There's the issue, from my perspective. When I'm printing individual images that will be viewed as individual images, in other words where each print stands and shows alone, I've never had to do more than one proof print beyond soft profiling. I've got the multiple Solux viewing options, do end to end profiling, and am very careful even about the color temp and brightness of my working light sources when soft proofing - eyes adapt quickly to new inputs, and when I got really focused on squeezing all variability out of my environment, the value of all the obsessive focus on profiling and profiles paid off. Where I will sometimes need to make an adjustment it's almost always a problem with shadow density, which is the hardest thing to get right on an LCD no matter what you paid for it, but I use relatively few papers, and have been able to eliminate even that one proof in most situations.

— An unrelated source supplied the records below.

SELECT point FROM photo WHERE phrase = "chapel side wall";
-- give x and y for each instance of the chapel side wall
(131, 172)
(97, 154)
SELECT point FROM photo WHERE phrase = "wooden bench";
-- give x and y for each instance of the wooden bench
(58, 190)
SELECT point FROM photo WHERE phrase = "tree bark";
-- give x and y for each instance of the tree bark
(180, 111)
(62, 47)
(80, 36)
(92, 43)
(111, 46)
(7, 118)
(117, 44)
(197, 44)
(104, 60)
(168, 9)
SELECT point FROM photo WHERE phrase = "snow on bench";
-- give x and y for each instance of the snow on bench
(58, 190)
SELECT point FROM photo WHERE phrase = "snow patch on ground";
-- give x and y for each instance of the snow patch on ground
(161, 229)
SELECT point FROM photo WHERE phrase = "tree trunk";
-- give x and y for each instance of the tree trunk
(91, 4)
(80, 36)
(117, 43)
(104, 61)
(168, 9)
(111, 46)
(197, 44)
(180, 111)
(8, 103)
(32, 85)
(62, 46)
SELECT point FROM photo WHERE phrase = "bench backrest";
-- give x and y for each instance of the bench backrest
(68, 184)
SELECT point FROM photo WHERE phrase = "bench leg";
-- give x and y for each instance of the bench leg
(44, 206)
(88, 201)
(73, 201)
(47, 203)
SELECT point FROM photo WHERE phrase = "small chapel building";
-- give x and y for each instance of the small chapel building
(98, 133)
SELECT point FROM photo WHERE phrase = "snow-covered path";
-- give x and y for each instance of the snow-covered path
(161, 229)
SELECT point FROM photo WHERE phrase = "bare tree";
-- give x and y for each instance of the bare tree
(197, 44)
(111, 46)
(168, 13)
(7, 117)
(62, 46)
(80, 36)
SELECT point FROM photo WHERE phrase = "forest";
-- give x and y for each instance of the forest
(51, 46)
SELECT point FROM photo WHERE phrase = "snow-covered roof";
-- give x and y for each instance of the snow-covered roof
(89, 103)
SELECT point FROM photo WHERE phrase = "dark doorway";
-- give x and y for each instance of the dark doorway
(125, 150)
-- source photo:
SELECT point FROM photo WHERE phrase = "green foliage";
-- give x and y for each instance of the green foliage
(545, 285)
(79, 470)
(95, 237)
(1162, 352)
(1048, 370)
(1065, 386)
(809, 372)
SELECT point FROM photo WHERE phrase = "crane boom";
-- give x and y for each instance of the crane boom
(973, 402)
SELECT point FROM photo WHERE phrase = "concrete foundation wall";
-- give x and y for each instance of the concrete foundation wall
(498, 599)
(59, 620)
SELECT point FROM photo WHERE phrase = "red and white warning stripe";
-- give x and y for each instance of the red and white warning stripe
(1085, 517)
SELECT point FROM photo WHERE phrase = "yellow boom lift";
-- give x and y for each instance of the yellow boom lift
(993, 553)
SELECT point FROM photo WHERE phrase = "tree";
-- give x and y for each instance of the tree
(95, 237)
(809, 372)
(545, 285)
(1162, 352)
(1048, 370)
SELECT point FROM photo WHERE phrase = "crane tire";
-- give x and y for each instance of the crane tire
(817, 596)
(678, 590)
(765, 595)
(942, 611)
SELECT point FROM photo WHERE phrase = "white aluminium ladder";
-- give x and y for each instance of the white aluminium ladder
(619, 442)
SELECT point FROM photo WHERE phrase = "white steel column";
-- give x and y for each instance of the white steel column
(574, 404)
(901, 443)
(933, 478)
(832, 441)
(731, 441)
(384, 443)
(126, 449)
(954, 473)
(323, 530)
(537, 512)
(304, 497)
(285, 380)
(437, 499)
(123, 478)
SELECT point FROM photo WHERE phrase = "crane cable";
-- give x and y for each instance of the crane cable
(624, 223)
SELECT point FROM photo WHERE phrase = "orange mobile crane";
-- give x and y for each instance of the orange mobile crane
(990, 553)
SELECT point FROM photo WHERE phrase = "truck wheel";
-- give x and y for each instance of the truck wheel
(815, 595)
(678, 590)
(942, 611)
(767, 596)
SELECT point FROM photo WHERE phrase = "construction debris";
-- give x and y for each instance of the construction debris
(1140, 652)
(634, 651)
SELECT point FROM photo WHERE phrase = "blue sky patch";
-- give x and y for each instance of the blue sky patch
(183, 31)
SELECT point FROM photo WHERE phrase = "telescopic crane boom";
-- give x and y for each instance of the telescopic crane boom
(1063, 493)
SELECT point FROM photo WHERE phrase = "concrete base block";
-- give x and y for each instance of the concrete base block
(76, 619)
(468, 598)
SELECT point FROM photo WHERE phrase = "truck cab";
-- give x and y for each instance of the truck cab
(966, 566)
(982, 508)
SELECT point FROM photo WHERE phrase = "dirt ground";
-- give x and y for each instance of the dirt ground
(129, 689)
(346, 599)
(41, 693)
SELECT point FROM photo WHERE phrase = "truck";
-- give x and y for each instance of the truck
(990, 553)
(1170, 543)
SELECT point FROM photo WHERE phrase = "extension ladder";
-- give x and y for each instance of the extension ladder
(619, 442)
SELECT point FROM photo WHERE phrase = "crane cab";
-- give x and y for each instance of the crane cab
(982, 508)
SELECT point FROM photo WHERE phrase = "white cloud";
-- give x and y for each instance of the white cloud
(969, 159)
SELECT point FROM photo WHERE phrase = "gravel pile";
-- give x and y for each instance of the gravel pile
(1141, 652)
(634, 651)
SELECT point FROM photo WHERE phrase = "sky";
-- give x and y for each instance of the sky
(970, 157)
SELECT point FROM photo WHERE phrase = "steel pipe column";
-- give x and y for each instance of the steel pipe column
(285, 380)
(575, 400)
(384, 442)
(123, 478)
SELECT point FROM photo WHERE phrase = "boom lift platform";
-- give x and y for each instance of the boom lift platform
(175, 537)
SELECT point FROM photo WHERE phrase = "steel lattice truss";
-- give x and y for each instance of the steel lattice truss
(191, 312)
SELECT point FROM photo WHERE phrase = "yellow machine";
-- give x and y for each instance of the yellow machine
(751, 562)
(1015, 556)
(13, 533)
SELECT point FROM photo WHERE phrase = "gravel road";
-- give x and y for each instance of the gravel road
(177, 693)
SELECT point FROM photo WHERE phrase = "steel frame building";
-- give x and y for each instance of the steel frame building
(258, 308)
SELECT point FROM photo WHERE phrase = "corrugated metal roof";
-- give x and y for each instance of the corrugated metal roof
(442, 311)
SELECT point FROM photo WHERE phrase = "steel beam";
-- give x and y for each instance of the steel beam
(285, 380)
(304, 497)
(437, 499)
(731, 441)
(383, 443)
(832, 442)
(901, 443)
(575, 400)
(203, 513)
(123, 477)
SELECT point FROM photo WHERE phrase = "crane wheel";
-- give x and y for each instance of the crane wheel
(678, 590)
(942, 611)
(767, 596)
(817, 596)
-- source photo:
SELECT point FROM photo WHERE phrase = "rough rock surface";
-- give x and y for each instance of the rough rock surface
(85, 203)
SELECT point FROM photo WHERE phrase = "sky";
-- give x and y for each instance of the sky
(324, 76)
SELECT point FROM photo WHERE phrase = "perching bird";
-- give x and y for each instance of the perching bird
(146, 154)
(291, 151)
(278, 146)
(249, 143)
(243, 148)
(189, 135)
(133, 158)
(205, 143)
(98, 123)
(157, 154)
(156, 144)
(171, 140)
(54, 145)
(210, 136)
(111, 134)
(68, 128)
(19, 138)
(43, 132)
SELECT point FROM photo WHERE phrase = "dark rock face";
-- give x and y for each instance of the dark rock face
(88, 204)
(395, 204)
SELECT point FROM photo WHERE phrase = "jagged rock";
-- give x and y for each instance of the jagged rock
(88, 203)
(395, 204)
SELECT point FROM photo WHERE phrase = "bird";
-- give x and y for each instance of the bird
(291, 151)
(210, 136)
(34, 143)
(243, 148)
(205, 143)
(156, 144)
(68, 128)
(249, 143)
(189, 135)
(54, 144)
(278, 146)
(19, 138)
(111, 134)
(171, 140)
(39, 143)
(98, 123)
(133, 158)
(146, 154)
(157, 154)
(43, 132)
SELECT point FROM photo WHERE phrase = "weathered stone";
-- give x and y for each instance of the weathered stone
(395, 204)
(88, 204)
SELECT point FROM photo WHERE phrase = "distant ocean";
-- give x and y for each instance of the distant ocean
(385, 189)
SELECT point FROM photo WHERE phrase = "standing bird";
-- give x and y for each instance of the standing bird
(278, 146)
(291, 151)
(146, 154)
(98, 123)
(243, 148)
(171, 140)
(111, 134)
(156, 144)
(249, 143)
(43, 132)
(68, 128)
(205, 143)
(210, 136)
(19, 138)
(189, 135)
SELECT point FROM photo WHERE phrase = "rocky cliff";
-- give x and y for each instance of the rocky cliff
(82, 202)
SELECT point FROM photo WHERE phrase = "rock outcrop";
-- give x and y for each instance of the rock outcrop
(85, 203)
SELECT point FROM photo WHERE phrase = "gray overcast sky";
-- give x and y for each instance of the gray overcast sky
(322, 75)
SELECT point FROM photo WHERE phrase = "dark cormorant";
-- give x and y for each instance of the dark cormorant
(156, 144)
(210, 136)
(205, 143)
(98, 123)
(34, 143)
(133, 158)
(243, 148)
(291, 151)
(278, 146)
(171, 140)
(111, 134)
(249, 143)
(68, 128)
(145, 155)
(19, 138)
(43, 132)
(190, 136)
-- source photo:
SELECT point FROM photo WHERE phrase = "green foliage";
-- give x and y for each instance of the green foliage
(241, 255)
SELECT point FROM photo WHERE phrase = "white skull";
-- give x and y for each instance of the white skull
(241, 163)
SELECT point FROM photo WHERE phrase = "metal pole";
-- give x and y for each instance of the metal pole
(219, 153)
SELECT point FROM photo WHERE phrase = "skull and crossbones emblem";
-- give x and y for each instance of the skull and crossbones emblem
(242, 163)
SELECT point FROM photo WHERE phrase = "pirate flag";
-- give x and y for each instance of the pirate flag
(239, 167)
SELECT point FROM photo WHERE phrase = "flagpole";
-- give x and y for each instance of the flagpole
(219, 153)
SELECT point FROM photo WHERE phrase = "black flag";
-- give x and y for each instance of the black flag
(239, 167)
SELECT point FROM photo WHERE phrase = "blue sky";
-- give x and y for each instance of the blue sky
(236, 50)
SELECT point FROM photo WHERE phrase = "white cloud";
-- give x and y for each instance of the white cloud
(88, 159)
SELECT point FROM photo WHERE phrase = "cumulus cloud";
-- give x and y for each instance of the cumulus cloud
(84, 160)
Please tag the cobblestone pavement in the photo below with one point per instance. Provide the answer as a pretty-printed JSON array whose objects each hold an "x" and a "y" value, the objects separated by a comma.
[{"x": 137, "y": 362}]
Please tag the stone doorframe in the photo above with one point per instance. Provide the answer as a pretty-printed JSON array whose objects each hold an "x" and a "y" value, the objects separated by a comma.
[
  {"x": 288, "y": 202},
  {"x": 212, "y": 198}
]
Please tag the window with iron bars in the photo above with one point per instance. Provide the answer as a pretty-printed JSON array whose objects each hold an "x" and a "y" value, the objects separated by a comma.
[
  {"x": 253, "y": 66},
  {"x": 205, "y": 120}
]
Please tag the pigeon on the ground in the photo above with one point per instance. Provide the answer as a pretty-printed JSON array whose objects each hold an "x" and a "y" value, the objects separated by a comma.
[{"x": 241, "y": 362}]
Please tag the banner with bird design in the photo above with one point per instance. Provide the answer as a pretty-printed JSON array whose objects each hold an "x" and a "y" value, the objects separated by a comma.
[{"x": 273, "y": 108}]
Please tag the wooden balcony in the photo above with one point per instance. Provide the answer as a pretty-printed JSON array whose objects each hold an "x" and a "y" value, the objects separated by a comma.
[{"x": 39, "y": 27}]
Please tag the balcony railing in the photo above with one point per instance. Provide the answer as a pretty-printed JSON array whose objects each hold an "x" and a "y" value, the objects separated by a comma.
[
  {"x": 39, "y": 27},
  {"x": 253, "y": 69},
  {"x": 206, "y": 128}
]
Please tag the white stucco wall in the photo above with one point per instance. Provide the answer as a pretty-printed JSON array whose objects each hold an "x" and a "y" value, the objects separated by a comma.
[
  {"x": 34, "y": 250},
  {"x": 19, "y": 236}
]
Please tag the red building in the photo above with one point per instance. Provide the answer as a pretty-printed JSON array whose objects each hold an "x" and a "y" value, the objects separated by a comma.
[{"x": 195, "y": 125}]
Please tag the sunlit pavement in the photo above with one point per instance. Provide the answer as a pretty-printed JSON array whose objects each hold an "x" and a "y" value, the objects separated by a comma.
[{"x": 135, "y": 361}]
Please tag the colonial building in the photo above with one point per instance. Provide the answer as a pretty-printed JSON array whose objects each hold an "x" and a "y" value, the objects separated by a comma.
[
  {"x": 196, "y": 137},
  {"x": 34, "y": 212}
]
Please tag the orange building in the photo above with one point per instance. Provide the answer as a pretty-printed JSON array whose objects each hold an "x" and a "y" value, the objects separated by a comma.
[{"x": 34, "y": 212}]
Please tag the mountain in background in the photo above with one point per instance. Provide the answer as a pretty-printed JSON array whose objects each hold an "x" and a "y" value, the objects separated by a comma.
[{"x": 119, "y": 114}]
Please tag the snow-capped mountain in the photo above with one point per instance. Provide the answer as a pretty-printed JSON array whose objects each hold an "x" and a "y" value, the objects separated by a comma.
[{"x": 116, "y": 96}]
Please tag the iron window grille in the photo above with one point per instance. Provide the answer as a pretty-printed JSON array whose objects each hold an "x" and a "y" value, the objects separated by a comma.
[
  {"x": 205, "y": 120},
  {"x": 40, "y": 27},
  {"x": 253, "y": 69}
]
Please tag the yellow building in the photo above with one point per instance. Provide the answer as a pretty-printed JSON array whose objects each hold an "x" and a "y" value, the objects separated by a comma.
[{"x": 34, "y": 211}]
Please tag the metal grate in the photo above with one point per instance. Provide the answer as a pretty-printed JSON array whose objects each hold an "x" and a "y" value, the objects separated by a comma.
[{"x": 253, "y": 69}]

However, books make me crazy, because each image does NOT stand alone. From a creative perspective, I usually optimize every photo to make it the best possible image on its own - most of my printing is for shows or sales of individual images, and whether I chose to shift white balance a bit for one photo versus another isn't an issue, and I am as free with creative color adjustments as I was when I did wet printing. But when I have a series, or a book, where all the shots from an event or project will be shown together, I find I end up re-processing the RAW files with a standard stored setting - which basically shifts the pain from adjusting to get the proofs to match up to having to reprocess the images from scratch. If that wasn't possible - and I have thankfully not had to produce anything that was based on work across years of time, camera types, types of image, art director influenced styles, and film with digital - I think I'd find myself in proofing purgatory even with my obsessive workflow. (I can't tell you how hard I try to avoid that situation... some of my work from a few years ago never gets into my portfolio books any more because I don't want to face Ektachrome VS mixing with my current digital.) Sounds like that's where you are. Really, the answer on how many rounds probably depends on what kind of product you're producing.